Ok, dat is dus mogelijk.

Om het verhaal nog iets ingewikkelder te maken, is dit wat ongeveer mijn bedoeling is:

Tijdens de show wil ik zo nu en dan over een grote hoeveelheid tv's, of bij de echt grote feesten via een gehuurde beamer, deze visualizations projecteren.
Deze wordt dus gegenereert op een pc, maar als ik ze tussendoor uit wil zetten, of wil overstappen op informatiesheets (eigen logo / boekingsinfo) wil ik natuurlijk geen windows schermen vanuit de zaal te zien krijgen. Als er iets is dat er niet professioneel uitziet is het alles dat naar microsoft neigt.

(By the way, wisten jullie dat zelf geldautomaten op windows draaien ?!?!)

Ik wil dus het beeld op zwart zetten. Zwart. Dus signaal met een schakelaar onderbreken lijkt me niet zo'n opties, want het zou me niks verbazen dat tv's/beamers dan op een 'blauw' scherm overschakelen. En om nu de halve avond de zaal blauw te hebben, neu.

Uitschakelen van schermen is op zich ook niet ideaal.

Is het misschien mogelijk dat je videokaart alleen een tv-out signaal geeft bij fullscreen visualizations/dia'shows? Vast niet.
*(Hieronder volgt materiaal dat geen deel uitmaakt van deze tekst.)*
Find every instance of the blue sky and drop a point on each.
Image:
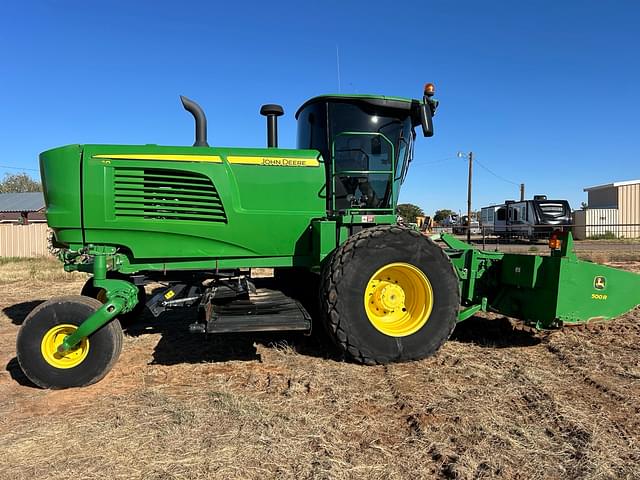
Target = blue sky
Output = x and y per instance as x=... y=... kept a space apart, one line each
x=544 y=92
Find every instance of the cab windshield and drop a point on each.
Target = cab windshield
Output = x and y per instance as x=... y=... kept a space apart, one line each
x=369 y=151
x=366 y=148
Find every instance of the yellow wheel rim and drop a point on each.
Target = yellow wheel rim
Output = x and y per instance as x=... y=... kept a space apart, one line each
x=54 y=338
x=398 y=299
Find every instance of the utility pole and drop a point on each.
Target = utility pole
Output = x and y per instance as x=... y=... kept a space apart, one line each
x=469 y=157
x=469 y=198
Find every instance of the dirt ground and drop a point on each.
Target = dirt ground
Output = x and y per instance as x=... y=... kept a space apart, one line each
x=495 y=402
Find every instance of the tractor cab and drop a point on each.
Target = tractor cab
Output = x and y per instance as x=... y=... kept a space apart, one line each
x=367 y=143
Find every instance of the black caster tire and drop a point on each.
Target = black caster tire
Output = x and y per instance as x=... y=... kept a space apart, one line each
x=45 y=328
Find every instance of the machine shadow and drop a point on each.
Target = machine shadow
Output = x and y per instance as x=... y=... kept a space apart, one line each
x=19 y=311
x=17 y=375
x=493 y=333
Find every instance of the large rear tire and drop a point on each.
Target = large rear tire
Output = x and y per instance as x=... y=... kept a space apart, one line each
x=44 y=330
x=389 y=294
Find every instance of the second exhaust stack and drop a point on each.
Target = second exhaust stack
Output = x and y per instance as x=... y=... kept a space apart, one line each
x=272 y=112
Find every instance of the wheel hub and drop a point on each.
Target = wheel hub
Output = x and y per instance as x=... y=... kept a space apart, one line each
x=398 y=299
x=388 y=297
x=54 y=338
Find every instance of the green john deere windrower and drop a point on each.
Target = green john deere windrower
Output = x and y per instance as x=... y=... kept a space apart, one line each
x=323 y=216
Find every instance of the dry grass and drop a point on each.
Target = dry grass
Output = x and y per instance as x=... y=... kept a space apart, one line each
x=494 y=403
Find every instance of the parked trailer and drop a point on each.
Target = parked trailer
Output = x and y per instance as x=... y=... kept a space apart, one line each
x=532 y=219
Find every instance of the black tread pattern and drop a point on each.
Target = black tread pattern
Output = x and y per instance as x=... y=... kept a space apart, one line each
x=332 y=273
x=113 y=327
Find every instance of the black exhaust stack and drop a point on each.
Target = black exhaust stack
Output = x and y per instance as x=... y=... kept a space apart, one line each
x=272 y=112
x=201 y=121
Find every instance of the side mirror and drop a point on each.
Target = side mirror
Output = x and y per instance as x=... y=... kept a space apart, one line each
x=426 y=120
x=376 y=146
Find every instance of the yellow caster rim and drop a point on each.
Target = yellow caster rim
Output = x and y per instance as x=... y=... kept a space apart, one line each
x=54 y=338
x=398 y=299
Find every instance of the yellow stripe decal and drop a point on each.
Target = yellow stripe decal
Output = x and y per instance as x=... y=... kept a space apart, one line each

Iemand hier suggesties voor?



------------------------
Wees een bink, rook niet maar drink...

----------


## Flitslicht

Een maatje van mij heeft het zelfde probleem gehad, maar heeft er ook een oplossing voor kunnen vinden. Hij had iets met 2 videokaarten ofzo. Maar ja, Ik ga het wel even uitzoeken. Je hoort nog nog van mij!!! Geeft me een dag de tijd!!!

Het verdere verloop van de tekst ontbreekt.